Une opération délicate…
L’opération ne présente pas de
difficulté particulière pour une grange, mais s’avère beaucoup plus délicate
pour une habitation… Le travail est relativement simple dans son principe mais
plus compliqué dans sa mise en œuvre selon la nature du bâtiment à traiter… En
effet, derrière les croix apparentes à l’extérieur, se cachent les tirants, qu’on
essaie, autant que possible, de masquer en passant par exemple dans les faux
plafonds, le long des poutres ou à l’intérieur des cloisons et doublages… Il
faut donc procéder à quelques aménagements intérieurs…
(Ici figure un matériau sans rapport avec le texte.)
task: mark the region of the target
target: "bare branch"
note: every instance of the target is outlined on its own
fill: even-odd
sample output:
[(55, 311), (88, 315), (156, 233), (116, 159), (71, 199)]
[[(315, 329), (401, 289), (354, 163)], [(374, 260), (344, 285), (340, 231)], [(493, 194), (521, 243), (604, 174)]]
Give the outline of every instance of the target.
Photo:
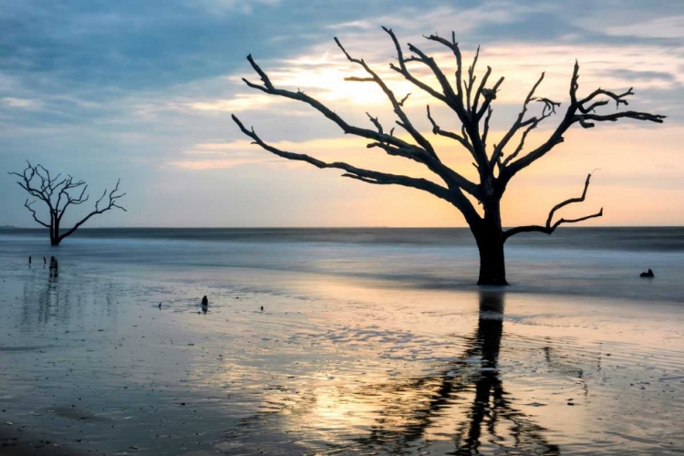
[[(9, 174), (18, 176), (20, 181), (16, 183), (30, 195), (42, 201), (47, 206), (50, 216), (49, 223), (38, 219), (36, 210), (32, 207), (35, 201), (29, 202), (26, 200), (24, 203), (24, 206), (28, 209), (36, 223), (50, 229), (50, 241), (53, 245), (58, 244), (62, 239), (73, 233), (93, 215), (102, 213), (112, 208), (126, 211), (126, 209), (119, 204), (119, 200), (126, 193), (119, 192), (119, 181), (117, 181), (115, 189), (109, 194), (107, 207), (99, 208), (99, 203), (107, 194), (107, 191), (105, 191), (102, 197), (96, 202), (95, 211), (88, 214), (66, 233), (60, 235), (59, 225), (67, 209), (70, 205), (82, 204), (89, 199), (89, 196), (86, 194), (88, 184), (85, 181), (74, 181), (74, 178), (70, 175), (66, 178), (61, 178), (61, 174), (52, 177), (50, 171), (44, 166), (40, 164), (33, 166), (29, 161), (26, 161), (26, 168), (23, 172), (10, 172)], [(64, 204), (62, 204), (62, 202), (64, 202)]]
[(459, 136), (456, 133), (452, 133), (451, 131), (447, 131), (444, 130), (441, 130), (439, 125), (437, 125), (437, 122), (435, 122), (434, 119), (432, 119), (432, 116), (430, 112), (430, 105), (428, 105), (428, 119), (430, 119), (430, 123), (432, 124), (432, 133), (440, 136), (444, 136), (446, 138), (451, 138), (451, 140), (457, 140), (462, 145), (464, 148), (466, 148), (471, 154), (474, 157), (474, 151), (472, 150), (472, 146), (470, 142), (468, 142), (468, 139), (465, 135)]
[[(593, 91), (587, 97), (578, 99), (577, 98), (577, 90), (579, 89), (579, 84), (577, 83), (578, 79), (579, 79), (579, 63), (577, 63), (577, 61), (575, 60), (575, 67), (573, 68), (573, 76), (570, 78), (570, 105), (568, 106), (567, 110), (565, 111), (563, 120), (556, 127), (555, 130), (552, 133), (549, 139), (541, 146), (537, 147), (534, 150), (524, 155), (523, 157), (521, 157), (515, 160), (514, 161), (511, 161), (510, 160), (507, 161), (507, 165), (505, 169), (503, 170), (502, 172), (500, 173), (500, 179), (502, 181), (503, 186), (505, 186), (506, 183), (513, 178), (513, 176), (518, 173), (521, 170), (523, 170), (524, 168), (528, 167), (530, 164), (541, 159), (546, 153), (551, 151), (556, 145), (563, 142), (564, 141), (563, 135), (575, 123), (579, 123), (581, 127), (585, 129), (589, 129), (589, 128), (594, 127), (596, 125), (594, 122), (596, 122), (596, 121), (614, 122), (620, 119), (633, 119), (635, 120), (644, 120), (644, 121), (650, 121), (650, 122), (656, 122), (656, 123), (662, 123), (663, 120), (666, 119), (666, 116), (662, 116), (659, 114), (650, 114), (647, 112), (637, 112), (637, 111), (624, 111), (624, 112), (616, 112), (612, 114), (596, 114), (595, 113), (595, 110), (597, 107), (605, 106), (607, 104), (607, 101), (606, 100), (593, 101), (596, 97), (600, 95), (605, 95), (606, 97), (609, 97), (611, 99), (616, 101), (616, 106), (619, 108), (620, 105), (627, 104), (627, 101), (625, 100), (624, 98), (626, 97), (633, 95), (634, 92), (632, 91), (631, 88), (629, 88), (627, 92), (624, 92), (622, 94), (616, 94), (609, 90), (604, 90), (602, 88), (598, 88)], [(539, 99), (541, 99), (544, 102), (546, 101), (546, 98), (539, 98)], [(587, 103), (591, 103), (591, 104), (588, 106), (586, 106)], [(558, 105), (552, 105), (551, 106), (552, 111), (554, 106), (558, 106)]]
[(506, 230), (503, 232), (503, 240), (507, 240), (509, 237), (513, 236), (515, 234), (518, 234), (520, 233), (530, 233), (530, 232), (538, 232), (538, 233), (545, 233), (546, 234), (551, 234), (555, 231), (558, 226), (560, 226), (563, 223), (576, 223), (578, 222), (584, 222), (585, 220), (593, 219), (596, 217), (601, 217), (603, 215), (603, 208), (596, 212), (593, 213), (591, 215), (586, 215), (584, 217), (580, 217), (577, 219), (559, 219), (555, 223), (552, 224), (552, 222), (554, 220), (554, 215), (555, 214), (555, 212), (567, 206), (568, 204), (572, 204), (574, 202), (582, 202), (585, 201), (585, 198), (586, 197), (586, 190), (589, 188), (589, 181), (591, 181), (591, 173), (589, 173), (586, 176), (586, 181), (585, 181), (585, 189), (582, 192), (582, 196), (579, 196), (578, 198), (570, 198), (568, 200), (565, 200), (562, 202), (559, 202), (554, 208), (549, 212), (549, 216), (546, 219), (546, 224), (542, 225), (527, 225), (527, 226), (518, 226), (515, 228), (511, 228), (510, 230)]
[(32, 201), (31, 202), (28, 202), (28, 200), (26, 200), (26, 202), (24, 202), (24, 207), (26, 207), (26, 209), (28, 209), (31, 212), (31, 215), (33, 215), (33, 219), (36, 222), (37, 222), (41, 225), (45, 226), (46, 228), (49, 228), (50, 225), (48, 225), (45, 222), (41, 222), (40, 220), (38, 220), (38, 216), (36, 214), (36, 211), (34, 210), (34, 208), (31, 207), (31, 204), (33, 204), (34, 202), (36, 202)]
[(244, 133), (245, 135), (247, 135), (248, 137), (252, 138), (252, 140), (254, 140), (254, 144), (258, 144), (259, 146), (262, 147), (262, 149), (268, 150), (269, 152), (275, 155), (277, 155), (279, 157), (283, 157), (288, 160), (295, 160), (298, 161), (306, 161), (320, 169), (337, 168), (339, 170), (344, 170), (347, 172), (343, 174), (343, 176), (354, 177), (355, 179), (362, 180), (363, 181), (366, 181), (366, 182), (378, 183), (378, 184), (397, 184), (397, 185), (402, 185), (404, 187), (412, 187), (415, 189), (420, 189), (420, 190), (428, 192), (430, 193), (432, 193), (433, 195), (439, 198), (441, 198), (442, 200), (448, 201), (450, 202), (452, 201), (451, 195), (448, 189), (441, 187), (440, 185), (438, 185), (426, 179), (418, 179), (418, 178), (412, 178), (409, 176), (389, 174), (386, 172), (378, 172), (378, 171), (374, 171), (370, 170), (365, 170), (362, 168), (357, 168), (355, 166), (349, 165), (342, 161), (336, 161), (336, 162), (328, 163), (328, 162), (322, 161), (318, 159), (316, 159), (306, 154), (294, 153), (294, 152), (288, 152), (285, 150), (281, 150), (280, 149), (277, 149), (275, 147), (271, 146), (270, 144), (264, 142), (264, 140), (262, 140), (262, 139), (254, 132), (254, 129), (247, 130), (234, 114), (232, 116), (232, 118), (233, 118), (233, 120), (240, 128), (241, 131)]
[[(401, 106), (399, 105), (399, 101), (397, 99), (394, 93), (387, 87), (384, 81), (366, 64), (363, 59), (352, 57), (337, 38), (336, 43), (350, 62), (361, 66), (364, 70), (368, 75), (370, 75), (370, 78), (372, 78), (372, 80), (376, 84), (378, 84), (378, 87), (380, 87), (380, 88), (388, 97), (388, 99), (389, 99), (389, 101), (391, 102), (392, 107), (394, 108), (394, 112), (399, 119), (399, 121), (398, 121), (397, 124), (406, 130), (411, 135), (411, 137), (418, 143), (417, 145), (402, 140), (391, 134), (391, 132), (390, 134), (386, 134), (384, 130), (380, 132), (379, 130), (372, 130), (349, 125), (344, 119), (342, 119), (341, 117), (323, 105), (323, 103), (321, 103), (320, 101), (309, 97), (308, 95), (304, 94), (301, 91), (292, 92), (290, 90), (276, 88), (273, 86), (267, 77), (266, 79), (269, 81), (269, 86), (258, 86), (259, 89), (265, 93), (278, 95), (284, 98), (306, 103), (321, 112), (326, 118), (334, 121), (336, 124), (337, 124), (345, 133), (372, 140), (374, 142), (370, 144), (369, 147), (377, 147), (378, 144), (386, 145), (381, 147), (381, 149), (388, 151), (388, 153), (389, 153), (389, 151), (391, 150), (392, 155), (409, 158), (424, 164), (432, 172), (440, 176), (447, 183), (449, 188), (461, 188), (473, 196), (477, 195), (479, 193), (479, 188), (475, 183), (465, 179), (463, 176), (450, 169), (449, 167), (443, 165), (440, 161), (439, 157), (437, 157), (437, 154), (432, 148), (432, 145), (413, 126), (413, 124), (404, 113)], [(259, 75), (265, 76), (265, 73), (261, 69), (261, 67), (259, 67), (259, 66), (254, 62), (251, 56), (248, 57), (248, 60)], [(262, 80), (264, 80), (263, 76)], [(254, 86), (253, 84), (248, 85), (250, 85), (250, 87)], [(376, 125), (376, 128), (378, 126)]]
Les propriétaires témoignent
:
« Il a d’abord fallu
percer les murs et les cloisons, ce qui a constitué une tâche compliquée en
certains endroits car les murs allaient jusqu’à 95 cm d’épaisseur, la maison
datant des années 1890 ; les tirants ont ensuite été enfilés par l’intérieur ou
l’extérieur selon la configuration des lieux. La longueur de certains (plus de
8 m pour les tirants longitudinaux) a nécessité de les mettre en place à partir
de la rue et leur poids (plus de 80 kg) a rendu la manœuvre délicate… La pose et le maintien des
tirants, la fixation des croix (et le serrage des écrous sur une tige filetée
de 25 mm…) ont permis de finaliser l’opération de consolidation, mais il a ensuite
fallu agrafer les fissures provoquées par le mouvement des fondations en
intérieur et en extérieur, reprendre localement les enduits et revêtements, et
réparer les "dégâts" intérieurs causés par les travaux, refaire par endroits
les faux plafonds, les plâtres, les peintures et procéder au
nettoyage/dépoussiérage de la maison malgré tout le soin apporté par les opérateurs
pour réaliser ces travaux ».
Mais comme nous l’ont déclaré les
propriétaires « une fois le travail
terminé, on dort mieux car on se sent enfin en sécurité, dans une maison moins
fragile car renforcée efficacement… Nous n’avons plus peur qu’elle tombe sur la
route… avec ses habitants ».
Une décision difficile à
prendre...
L. P. : « Nous avions un problème de conscience. La reconnaissance de ces sinistres
en catastrophe naturelle n’ayant toujours pas été établie par la commission
interministérielle pour notre commune (3), mais les dégâts s’intensifiant
d’année en année voire de mois en mois, il fallait prendre une
"chère" décision…, en sachant que si nous entreprenions ces travaux,
il serait fort probable que le coût serait entièrement à notre charge, quoiqu’il
se passe par la suite. Nous dormions moins bien, pensions sans arrêt au
problème, repoussions les invitations à héberger et tendions le dos quand les
enfants ou les amis étaient présents ».
L’entrepreneur a bien briefé les
propriétaires : les tirants ne remplacent pas les injections de résine dans les
fondations, et s’ils permettent de maintenir la maison debout, ils n’empêchent pas
l’apparition d’éventuelles nouvelles fissures, comme dans toutes les vieilles maisons.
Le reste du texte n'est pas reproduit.